Qu'est-ce à dire, au juste? Tout bonnement que lorsqu'on entreprend de faire du bien autour de soi, on en oublie qu'un petit diable réside toujours en nous, bien caché dans l'ombre. Et qu'arrive un moment où l'on a beau faire du bien et toujours encore plus de bien, on finit par réaliser que cela n'apporte pas tant de bienfaits que ça. Pourquoi? Parce que ce petit diable nuit dès lors à votre efficacité, à votre insu.
D'où l'intérêt de s'arrêter un instant. Le temps d'identifier ce petit diable, puis de vous mettre à le combattre de toutes vos forces.
Un exemple frappant : Nike. Dans les années 1990, le fabricant américain de chaussures de sport dépensait des fortunes dans des projets sociaux, à l'image de son soutien aux jeunes femmes des pays en voie de développement qui souhaitaient s'épanouir grâce au sport. Sa priorité était alors de surfer sur la vague de la responsabilité environnementale et sociale. Et un beau jour, Nike s'est pris une grande claque dans la figure, lorsqu'il a été mis au jour le fait que ses chaussures étaient fabriquées par des enfants esclaves de ces mêmes pays en voie de développement. Aujourd'hui, même s'il a corrigé le tir, il paye toujours le prix de n'avoir pas eu le cran de chercher à identifier et détruire son petit diable…
Voilà. Que pouvez-vous retenir personnellement de tout cela? Eh bien, ça, je pense :
> Faites preuve de courage et osez regarder au plus profond de vous-mêmes.
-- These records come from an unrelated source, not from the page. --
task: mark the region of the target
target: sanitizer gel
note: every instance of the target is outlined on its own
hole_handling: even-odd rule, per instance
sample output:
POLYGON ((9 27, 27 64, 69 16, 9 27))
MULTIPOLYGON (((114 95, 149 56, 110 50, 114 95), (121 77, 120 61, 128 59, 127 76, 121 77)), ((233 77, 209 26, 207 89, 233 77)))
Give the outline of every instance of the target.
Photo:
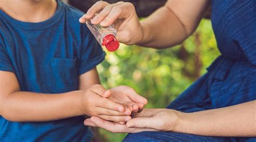
POLYGON ((100 45, 105 46, 110 52, 114 51, 118 49, 119 43, 116 37, 117 30, 113 25, 109 26, 102 26, 99 24, 94 25, 91 23, 91 19, 87 19, 86 23, 100 45))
Au lieu de tout le temps chercher à donner une bonne image de vous-même au travail, auprès de vos collègues et de votre boss, en redoublant d'ardeur pour faire des bienfaits dont tout le monde entendra parler, vous feriez peut-être mieux d'enfin chercher le petit diable qui se tapit en vous et finira par saper, au pire moment, tous vos efforts. Autrement dit, vous gagneriez à regarder votre mauvais profil, au lieu de ne considérer toujours que le bon.
En passant, le philosophe grec Aristote a dit dans Éthique à Nicomaque : «La surprise est l'épreuve du vrai courage».